I've installed drm-kmod as per your request, have added `kld_list="/boot/modules/i915kms.ko"` to /etc/rc.conf. I've added the linuxkpi lines you gave to /boot/loader.conf.

I've rebooted the laptop.

i915kms is loaded now.

Same effect, `acpiconf -s 3` suspends the laptop but when it comes back the screen is blank. I am able to SSH into it, however.

I have a number of these laptops. A T400, R400, X200, and R500. Generally not had much luck with suspend on them.


----------



## Mjölnir (Sep 15, 2020)

Is `sysctl hw.pci.do_power_suspend=1`?  You can try `sysctl hw.acpi.reset_video=1`.  Both can be put into sysctl.conf(5).  EDIT: Your R400 is not listed in the wiki, but the X200 is reported to suspend/resume.


----------



## eldaemon (Sep 15, 2020)

`hw.pci.do_power_suspend` is set to 1, had to set `hw.acpi.reset_video` to 1.
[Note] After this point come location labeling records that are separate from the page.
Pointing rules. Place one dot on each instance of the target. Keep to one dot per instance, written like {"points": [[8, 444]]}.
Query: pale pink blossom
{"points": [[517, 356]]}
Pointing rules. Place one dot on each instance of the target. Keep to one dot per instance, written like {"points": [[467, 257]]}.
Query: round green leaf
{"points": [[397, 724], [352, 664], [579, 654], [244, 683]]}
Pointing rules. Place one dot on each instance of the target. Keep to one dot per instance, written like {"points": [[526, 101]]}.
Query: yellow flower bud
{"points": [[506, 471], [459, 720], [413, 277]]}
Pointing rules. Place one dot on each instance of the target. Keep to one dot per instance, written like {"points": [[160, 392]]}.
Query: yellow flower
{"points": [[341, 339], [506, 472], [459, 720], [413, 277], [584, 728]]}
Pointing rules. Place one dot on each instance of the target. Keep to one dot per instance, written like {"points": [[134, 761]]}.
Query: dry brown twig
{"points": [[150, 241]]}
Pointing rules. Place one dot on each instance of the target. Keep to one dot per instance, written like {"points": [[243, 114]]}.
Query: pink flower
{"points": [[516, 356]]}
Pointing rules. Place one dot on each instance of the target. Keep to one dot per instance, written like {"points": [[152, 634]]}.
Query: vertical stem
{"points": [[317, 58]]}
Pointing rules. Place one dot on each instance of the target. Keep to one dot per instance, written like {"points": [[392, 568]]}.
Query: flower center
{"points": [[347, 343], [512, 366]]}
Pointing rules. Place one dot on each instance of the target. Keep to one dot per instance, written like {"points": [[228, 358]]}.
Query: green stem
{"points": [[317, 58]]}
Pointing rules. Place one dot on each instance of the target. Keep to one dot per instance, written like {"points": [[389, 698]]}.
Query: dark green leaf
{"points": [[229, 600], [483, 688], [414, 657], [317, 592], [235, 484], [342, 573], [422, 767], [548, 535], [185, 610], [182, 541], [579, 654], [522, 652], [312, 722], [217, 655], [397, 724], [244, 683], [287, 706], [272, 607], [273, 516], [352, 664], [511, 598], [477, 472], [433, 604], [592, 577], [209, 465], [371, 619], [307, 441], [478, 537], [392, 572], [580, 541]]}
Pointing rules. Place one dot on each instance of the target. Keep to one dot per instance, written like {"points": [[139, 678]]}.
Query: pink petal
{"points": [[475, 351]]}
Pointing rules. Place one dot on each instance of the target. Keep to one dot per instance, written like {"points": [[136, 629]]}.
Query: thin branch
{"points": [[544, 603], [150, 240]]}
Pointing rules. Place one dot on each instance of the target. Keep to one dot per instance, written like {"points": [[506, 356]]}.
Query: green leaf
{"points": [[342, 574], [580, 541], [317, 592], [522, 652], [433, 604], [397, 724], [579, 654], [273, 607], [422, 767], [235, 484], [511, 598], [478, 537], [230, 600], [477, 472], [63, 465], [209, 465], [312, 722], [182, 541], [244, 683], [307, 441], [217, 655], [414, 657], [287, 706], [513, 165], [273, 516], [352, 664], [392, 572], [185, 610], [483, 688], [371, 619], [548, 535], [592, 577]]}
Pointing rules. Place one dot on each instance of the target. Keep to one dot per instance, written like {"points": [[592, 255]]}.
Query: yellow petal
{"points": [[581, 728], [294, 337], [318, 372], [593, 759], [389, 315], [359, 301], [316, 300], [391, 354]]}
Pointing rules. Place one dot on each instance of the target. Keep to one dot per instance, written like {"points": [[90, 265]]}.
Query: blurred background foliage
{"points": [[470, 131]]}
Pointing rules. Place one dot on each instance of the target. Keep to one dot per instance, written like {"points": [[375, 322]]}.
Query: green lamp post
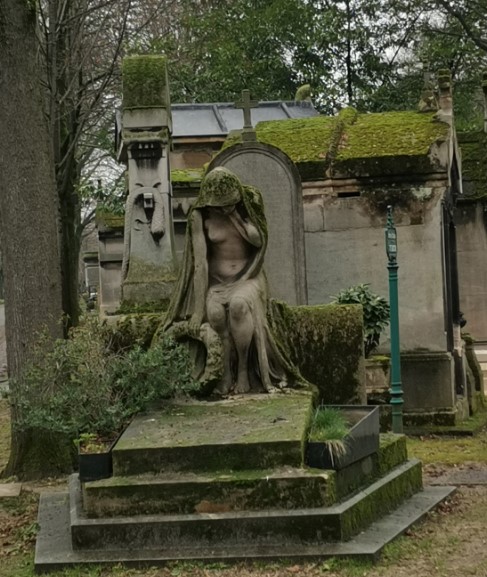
{"points": [[396, 384]]}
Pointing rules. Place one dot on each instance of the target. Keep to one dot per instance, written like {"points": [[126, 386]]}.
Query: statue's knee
{"points": [[216, 316], [238, 308]]}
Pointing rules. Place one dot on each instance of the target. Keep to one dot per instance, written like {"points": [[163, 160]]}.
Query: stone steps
{"points": [[270, 527], [218, 491], [284, 488], [54, 549]]}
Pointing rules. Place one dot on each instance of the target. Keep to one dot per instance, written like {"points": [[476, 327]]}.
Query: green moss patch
{"points": [[387, 497], [225, 490], [325, 342], [473, 146], [391, 134], [187, 175], [145, 82], [249, 432], [106, 220], [355, 144]]}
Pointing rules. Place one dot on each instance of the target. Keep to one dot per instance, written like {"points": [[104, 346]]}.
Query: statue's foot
{"points": [[224, 386], [242, 386]]}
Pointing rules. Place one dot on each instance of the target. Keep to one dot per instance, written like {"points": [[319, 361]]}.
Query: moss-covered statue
{"points": [[221, 298]]}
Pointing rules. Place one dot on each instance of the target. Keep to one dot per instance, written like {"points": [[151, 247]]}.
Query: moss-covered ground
{"points": [[449, 543]]}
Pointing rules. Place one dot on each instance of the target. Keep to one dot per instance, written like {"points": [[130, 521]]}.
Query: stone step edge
{"points": [[340, 510], [392, 453], [277, 472], [247, 490], [54, 550]]}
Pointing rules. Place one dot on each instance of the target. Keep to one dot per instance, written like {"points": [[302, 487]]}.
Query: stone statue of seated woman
{"points": [[221, 298]]}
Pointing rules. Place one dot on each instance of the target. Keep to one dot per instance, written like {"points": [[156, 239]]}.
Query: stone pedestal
{"points": [[143, 139]]}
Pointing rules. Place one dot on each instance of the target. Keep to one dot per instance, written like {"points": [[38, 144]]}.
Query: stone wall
{"points": [[344, 231]]}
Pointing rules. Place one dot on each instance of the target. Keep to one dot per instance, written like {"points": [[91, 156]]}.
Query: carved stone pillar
{"points": [[143, 140]]}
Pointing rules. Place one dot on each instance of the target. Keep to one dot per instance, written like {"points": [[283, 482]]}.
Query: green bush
{"points": [[86, 385], [376, 312]]}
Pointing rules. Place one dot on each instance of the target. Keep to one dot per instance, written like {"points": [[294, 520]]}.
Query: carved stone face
{"points": [[220, 188]]}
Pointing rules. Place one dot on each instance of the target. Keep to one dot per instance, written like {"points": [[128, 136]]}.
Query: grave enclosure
{"points": [[327, 182], [229, 480]]}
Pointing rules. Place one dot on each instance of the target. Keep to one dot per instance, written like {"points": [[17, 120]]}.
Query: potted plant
{"points": [[341, 435], [376, 313], [94, 457], [86, 391]]}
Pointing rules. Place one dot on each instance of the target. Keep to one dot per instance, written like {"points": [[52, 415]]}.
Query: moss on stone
{"points": [[106, 220], [325, 342], [473, 146], [355, 144], [380, 502], [187, 175], [129, 308], [132, 329], [145, 82], [392, 452]]}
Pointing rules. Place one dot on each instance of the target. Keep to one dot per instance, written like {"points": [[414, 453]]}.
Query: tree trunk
{"points": [[28, 210]]}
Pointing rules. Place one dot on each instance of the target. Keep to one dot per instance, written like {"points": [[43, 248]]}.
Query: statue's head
{"points": [[220, 187]]}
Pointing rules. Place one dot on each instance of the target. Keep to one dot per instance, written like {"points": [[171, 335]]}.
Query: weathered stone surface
{"points": [[271, 171], [148, 268], [10, 490], [214, 492], [271, 527], [326, 344], [221, 300], [54, 549], [227, 490], [250, 432]]}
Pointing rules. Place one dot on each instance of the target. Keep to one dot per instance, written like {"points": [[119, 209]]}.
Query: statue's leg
{"points": [[217, 317], [242, 329]]}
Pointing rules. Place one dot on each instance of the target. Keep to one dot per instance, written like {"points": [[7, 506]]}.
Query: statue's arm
{"points": [[246, 228], [200, 278]]}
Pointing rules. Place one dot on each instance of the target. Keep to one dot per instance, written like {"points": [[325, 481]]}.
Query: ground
{"points": [[452, 541]]}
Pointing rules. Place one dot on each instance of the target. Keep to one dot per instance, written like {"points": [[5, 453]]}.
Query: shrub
{"points": [[376, 312], [85, 385]]}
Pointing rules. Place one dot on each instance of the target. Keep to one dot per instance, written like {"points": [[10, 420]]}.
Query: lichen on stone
{"points": [[187, 175], [473, 146], [353, 143]]}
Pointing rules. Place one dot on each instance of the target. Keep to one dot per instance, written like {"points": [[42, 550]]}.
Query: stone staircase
{"points": [[226, 481]]}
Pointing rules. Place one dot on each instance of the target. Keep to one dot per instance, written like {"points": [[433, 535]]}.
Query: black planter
{"points": [[94, 466], [361, 441]]}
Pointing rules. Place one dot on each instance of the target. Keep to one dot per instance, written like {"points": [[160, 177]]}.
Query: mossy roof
{"points": [[473, 146], [355, 144]]}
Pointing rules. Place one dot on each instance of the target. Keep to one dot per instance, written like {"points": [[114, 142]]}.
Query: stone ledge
{"points": [[270, 527], [54, 550]]}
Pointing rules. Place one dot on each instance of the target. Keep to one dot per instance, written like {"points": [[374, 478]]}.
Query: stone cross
{"points": [[246, 105]]}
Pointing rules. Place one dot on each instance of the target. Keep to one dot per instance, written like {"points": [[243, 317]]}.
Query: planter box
{"points": [[94, 466], [361, 441], [377, 375]]}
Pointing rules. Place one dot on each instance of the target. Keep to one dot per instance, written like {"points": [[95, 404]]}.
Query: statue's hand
{"points": [[194, 324], [228, 209]]}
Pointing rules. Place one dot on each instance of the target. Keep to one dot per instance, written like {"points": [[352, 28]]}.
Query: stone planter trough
{"points": [[360, 442]]}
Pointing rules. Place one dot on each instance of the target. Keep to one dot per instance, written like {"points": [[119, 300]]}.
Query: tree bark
{"points": [[28, 207]]}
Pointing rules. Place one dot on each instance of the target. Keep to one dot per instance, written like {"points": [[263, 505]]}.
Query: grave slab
{"points": [[10, 490], [247, 432], [54, 549]]}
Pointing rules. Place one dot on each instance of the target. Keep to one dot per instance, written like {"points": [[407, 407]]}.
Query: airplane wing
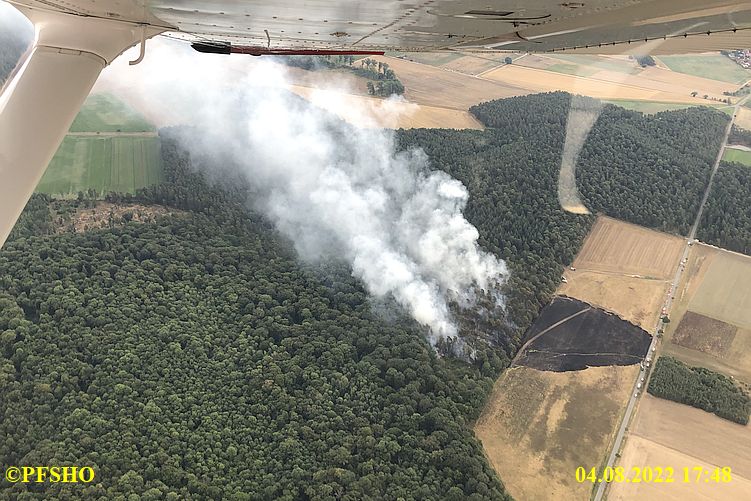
{"points": [[76, 39]]}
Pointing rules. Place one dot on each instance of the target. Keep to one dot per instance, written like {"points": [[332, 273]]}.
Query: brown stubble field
{"points": [[711, 318], [637, 300], [432, 86], [667, 433], [538, 427], [626, 249]]}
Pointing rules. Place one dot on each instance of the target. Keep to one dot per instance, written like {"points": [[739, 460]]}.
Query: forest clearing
{"points": [[539, 426]]}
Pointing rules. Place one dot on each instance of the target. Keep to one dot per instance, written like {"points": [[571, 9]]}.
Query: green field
{"points": [[120, 164], [714, 67], [110, 147], [106, 113], [740, 156]]}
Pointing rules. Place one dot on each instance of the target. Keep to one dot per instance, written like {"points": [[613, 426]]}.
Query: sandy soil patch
{"points": [[105, 213], [538, 427], [617, 247]]}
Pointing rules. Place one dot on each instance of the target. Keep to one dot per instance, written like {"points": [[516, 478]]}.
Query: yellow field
{"points": [[637, 300], [594, 70], [667, 433], [743, 118], [642, 453], [427, 85], [715, 300], [366, 111], [622, 248], [725, 292], [604, 87], [538, 427]]}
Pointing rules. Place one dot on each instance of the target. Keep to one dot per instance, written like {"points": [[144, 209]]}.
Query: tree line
{"points": [[700, 388], [726, 221]]}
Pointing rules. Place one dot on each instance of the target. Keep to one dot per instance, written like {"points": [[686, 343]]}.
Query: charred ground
{"points": [[572, 335]]}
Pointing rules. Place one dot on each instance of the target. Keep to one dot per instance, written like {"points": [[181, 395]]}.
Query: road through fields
{"points": [[643, 372]]}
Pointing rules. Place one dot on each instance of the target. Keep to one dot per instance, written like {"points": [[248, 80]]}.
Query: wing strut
{"points": [[42, 98]]}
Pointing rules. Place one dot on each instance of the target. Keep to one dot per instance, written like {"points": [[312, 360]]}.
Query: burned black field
{"points": [[572, 335]]}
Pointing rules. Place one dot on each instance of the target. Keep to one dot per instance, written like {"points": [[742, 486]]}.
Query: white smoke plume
{"points": [[332, 188]]}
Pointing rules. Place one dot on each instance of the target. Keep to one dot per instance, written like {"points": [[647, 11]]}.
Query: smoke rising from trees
{"points": [[332, 188]]}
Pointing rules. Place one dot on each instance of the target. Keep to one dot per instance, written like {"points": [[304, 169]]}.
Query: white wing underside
{"points": [[76, 39]]}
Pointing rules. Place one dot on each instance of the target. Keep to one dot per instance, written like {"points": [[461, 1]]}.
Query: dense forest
{"points": [[650, 170], [195, 358], [726, 221], [511, 172], [701, 388]]}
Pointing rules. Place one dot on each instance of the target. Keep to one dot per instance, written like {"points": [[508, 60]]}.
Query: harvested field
{"points": [[607, 86], [637, 300], [640, 452], [365, 111], [427, 85], [648, 107], [695, 433], [570, 335], [711, 301], [622, 248], [474, 65], [725, 293], [705, 334], [538, 427]]}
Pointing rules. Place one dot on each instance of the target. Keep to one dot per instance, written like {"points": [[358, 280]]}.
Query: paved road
{"points": [[643, 373]]}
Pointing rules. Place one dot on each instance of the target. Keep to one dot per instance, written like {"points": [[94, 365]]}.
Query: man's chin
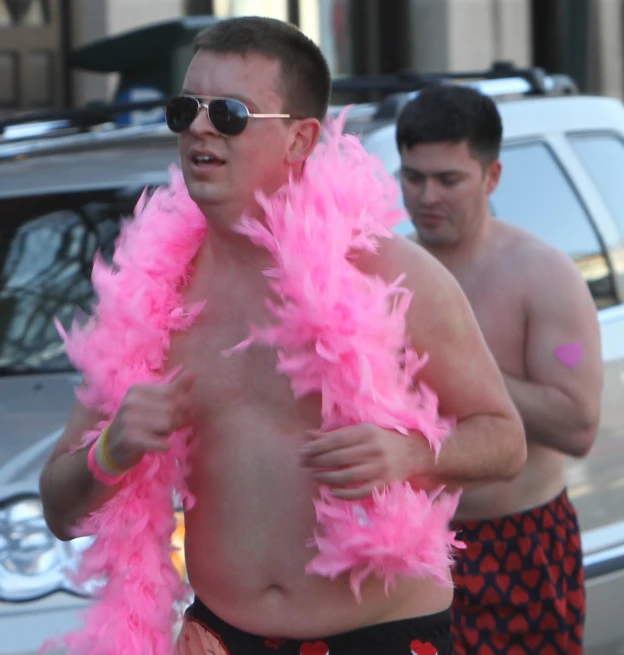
{"points": [[435, 238]]}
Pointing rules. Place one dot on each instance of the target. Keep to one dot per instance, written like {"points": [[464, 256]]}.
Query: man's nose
{"points": [[429, 194], [202, 125]]}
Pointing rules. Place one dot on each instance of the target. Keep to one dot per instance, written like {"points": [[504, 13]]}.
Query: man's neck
{"points": [[465, 249]]}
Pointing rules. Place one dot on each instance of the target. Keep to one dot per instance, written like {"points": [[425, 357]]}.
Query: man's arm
{"points": [[68, 489], [560, 399], [147, 416], [488, 444]]}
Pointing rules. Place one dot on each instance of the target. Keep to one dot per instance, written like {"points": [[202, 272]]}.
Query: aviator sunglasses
{"points": [[227, 115]]}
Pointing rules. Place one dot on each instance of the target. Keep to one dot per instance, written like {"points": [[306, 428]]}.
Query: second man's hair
{"points": [[452, 113], [305, 73]]}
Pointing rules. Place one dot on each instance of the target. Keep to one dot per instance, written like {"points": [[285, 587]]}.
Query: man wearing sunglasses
{"points": [[248, 118]]}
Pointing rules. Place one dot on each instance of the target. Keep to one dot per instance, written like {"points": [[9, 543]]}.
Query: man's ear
{"points": [[305, 135], [493, 174]]}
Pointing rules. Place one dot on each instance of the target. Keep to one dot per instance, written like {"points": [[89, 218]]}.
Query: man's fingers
{"points": [[351, 476], [354, 493], [346, 456]]}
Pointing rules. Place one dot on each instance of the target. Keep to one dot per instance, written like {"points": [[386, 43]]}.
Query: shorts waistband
{"points": [[560, 501], [433, 627]]}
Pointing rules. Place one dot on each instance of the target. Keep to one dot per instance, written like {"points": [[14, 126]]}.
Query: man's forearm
{"points": [[69, 492], [552, 418], [482, 449]]}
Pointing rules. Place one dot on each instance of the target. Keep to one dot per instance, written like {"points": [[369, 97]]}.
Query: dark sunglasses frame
{"points": [[230, 123]]}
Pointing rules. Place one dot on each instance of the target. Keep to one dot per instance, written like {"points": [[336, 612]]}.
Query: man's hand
{"points": [[148, 415], [352, 461]]}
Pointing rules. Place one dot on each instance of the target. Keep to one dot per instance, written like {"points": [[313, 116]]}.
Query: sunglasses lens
{"points": [[181, 112], [228, 116]]}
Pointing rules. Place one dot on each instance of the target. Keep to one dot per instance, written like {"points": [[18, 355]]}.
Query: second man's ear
{"points": [[493, 176], [305, 135]]}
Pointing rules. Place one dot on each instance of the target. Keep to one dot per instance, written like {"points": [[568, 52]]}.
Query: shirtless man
{"points": [[253, 478], [520, 581]]}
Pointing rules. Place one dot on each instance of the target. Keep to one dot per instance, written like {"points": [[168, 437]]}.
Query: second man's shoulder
{"points": [[401, 256]]}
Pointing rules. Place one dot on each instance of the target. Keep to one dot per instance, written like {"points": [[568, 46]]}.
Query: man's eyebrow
{"points": [[243, 99], [451, 171]]}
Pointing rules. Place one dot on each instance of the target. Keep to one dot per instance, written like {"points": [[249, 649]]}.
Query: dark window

With `hw.acpi.reset_video` set to 1, it's even worse. It won't come out of sleep at all. Can't ping it, etc, the sleep icon stays lit on the laptop. So nothing resumes, I have to kill it holding down the power button.

I also installed X and with `startx` the display is glitchy (you can tell there's mouse movement). No text is readable, it's in some strange mode.


----------



## kpedersen (Sep 15, 2020)

Suspending from X seems to be doing better.

Have you tried alternating between different VTs after resume? i.e ctrl-alt-F1, ctrl-alt-F2 and then back again. I have one specific Thinkpad that needs that. If it solves it we can automate it by adding a small command in /etc/rc.resume.


----------



## eldaemon (Sep 15, 2020)

I did not try that.

I did have luck, however. Once booted if I `kldload i915kms`, it clearly goes into a framebuffer mode (text gets much smaller, can hold more characters on screen -- native resolution). If I suspend then, video does not come back. If I `startx` while the screen is blank, X comes up and works fine. Suspending from X and coming back works. If I quit the window manager/X and go back to the TTY, it also works after suspend.t.

I am wondering if the kld_list setting in /etc/rc.conf was not working quite right.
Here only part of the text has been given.